Controllable synthesis of xPt–yNiO/MgO–PWAC nanoparticles and high-efficiency conversion for CO2/CH4 reforming reaction

Abstract

Utilization and conversion of CO2 through dry reforming of methane to syngas have attracted very great attention because of china's action plans of carbon neutrality to cut net CO2 emissions to peak by 2030. Hence, we designed/prepared a series of high-performance xPt–yNiO/MgO–PWAC (Persimmon Wood-derived Activated Carbon) nanoparticle catalysts via polyol technique.
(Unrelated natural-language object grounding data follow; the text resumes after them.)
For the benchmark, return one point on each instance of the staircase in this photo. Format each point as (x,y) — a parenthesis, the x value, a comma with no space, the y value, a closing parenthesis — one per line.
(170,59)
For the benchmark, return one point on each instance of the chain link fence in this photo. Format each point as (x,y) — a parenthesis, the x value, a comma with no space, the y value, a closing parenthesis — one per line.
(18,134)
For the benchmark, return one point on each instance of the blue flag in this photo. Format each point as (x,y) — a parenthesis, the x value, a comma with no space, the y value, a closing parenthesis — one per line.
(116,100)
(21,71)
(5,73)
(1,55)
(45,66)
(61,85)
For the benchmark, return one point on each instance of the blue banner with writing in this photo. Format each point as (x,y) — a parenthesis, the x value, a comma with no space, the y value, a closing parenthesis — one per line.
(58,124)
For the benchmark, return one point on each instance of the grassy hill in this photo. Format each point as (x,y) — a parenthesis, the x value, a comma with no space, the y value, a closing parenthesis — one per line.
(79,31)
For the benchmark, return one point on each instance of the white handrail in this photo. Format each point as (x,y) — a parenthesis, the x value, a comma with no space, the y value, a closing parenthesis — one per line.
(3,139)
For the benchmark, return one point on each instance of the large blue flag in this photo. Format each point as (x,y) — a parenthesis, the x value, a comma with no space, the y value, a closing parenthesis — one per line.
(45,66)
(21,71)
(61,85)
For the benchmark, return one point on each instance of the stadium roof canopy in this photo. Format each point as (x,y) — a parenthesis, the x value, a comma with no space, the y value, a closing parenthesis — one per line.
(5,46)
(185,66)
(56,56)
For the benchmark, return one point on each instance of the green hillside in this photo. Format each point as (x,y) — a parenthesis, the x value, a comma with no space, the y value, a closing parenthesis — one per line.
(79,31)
Its catalytic performance and stability were evaluated for CO2/CH4 reforming reaction at 700–800 °C. The experimental results demonstrated that initial conversions of CO2 and CH4 over 1.5Pt11NiO/MgO–PWAC catalysts were 96% and 95.3%, respectively, higher than those observed over 11NiO/MgO–PWAC due to a fact the appreciate Pt loadings will significantly improve the dispersion of Ni/Pt nanoparticles and suppress the formation of coke on the active sites of nickel nanoparticles effectively. The results of HRTEM, TG–DSC XRD, CO2-TPD, and XPS studies revealed that high catalytic performance of catalyst correlated closely with the size and dispersion of metal nanoparticles, the preferred properties of CO2 adsorption as well as low carbon deposition on the interface between active Ni sites/MgO-PWAC supports.